Compared with standard care, coronary CTA also led to more changes in subsequent recommendations for preventive medications (18% vs 4%) and antianginal drugs (9% vs 1%; P < .0001 for both). Despite the changes, coronary CTA was not associated with an increase in coronary revascularizations compared with standard care (P = .06).

No differences were seen between treatment groups for the outcomes of improvement in angina stability (= .22) or frequency (P= .21) or in subsequent hospital admissions for chest pain (P = .40).

At median follow up of 1.7 years, patients who underwent coronary CTA had a nonsignificant 38% reduction in coronary heart disease death and non-fatal MI compared with those in the standard care group (P = .05).

According to Dr. Newby, examining symptoms at 6 weeks may have been a bit premature given that it often took 6 weeks for angiograms to occur, followed by subsequent revascularization. 

“At 6 weeks, the Kaplan-Meier curves overlapped [for coronary CTA vs standard care],” he said. “But if you do a landmark analysis [excluding the delay time] you halve the rate of fatal and nonfatal myocardial infarction.”

Dr.
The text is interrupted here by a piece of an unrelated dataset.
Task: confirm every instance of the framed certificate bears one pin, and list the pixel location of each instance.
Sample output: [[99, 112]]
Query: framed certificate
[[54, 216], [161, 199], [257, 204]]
Newby said it is a valid criticism to suggest that the coronary CTAs should have been done on day 1, but added that it was not possible logistically.

Taking the Guess Work Out

The reduction in events is in contrast to the PROMISE data, presented yesterday by Pamela S. Douglas, MD, of Duke University School of Medicine (Durham, NC) and, according to Dr. Newby, demonstrates that coronary CTA is “taking the guessing” out of how to proceed in this patient population.

“We are stopping tests in people that don’t have coronary disease and we are actually using tests that we need to use to prevent myocardial infarctions,” he added.

In an editorial accompanying SCOT-HEART, Dr. Douglas notes that it is encouraging that the rate of clinical events such as cardiovascular death/MI were low at 1.6% at 1.7 years, but says that “to show a difference in patient outcomes with different testing strategies in view of this excellent prognosis would need a large incremental test effect driving differences in downstream care, an extremely large study sample, prolonged follow-up, or a combination of these factors.”

Nevertheless, she says the study “provides important data regarding the effect of the addition of a new technology to usual care, and explores new methods for the theory and practice of imaging outcomes research.”

Dr. Newby added that economic evaluations of the strategy are important and will determine how it is adopted in various countries around the world. 

  • Newby D, et al. CT coronary angiography in patients with suspected angina due to coronary heart disease (SCOT-HEART): an open-label, parallel-group, multicenter trial. Lancet. 2015;Epub ahead of print.

  • Douglas PS. The theory and practice of imaging outcomes research [editorial]. Lancet. 2015;Epub ahead of print.

  • Dr. Newby reports receiving consulting fees/honoraria from AstraZeneca, Boehringer Ingelheim, Bristol-Myers Squibb, Eli Lilly, GlaxoSmithKline, Merck, Pfizer, Roche, and Toshiba.
  • Dr. Douglas is the principal investigator of the PROMISE trial, and reports having received research funding to her institution from HeartFlow.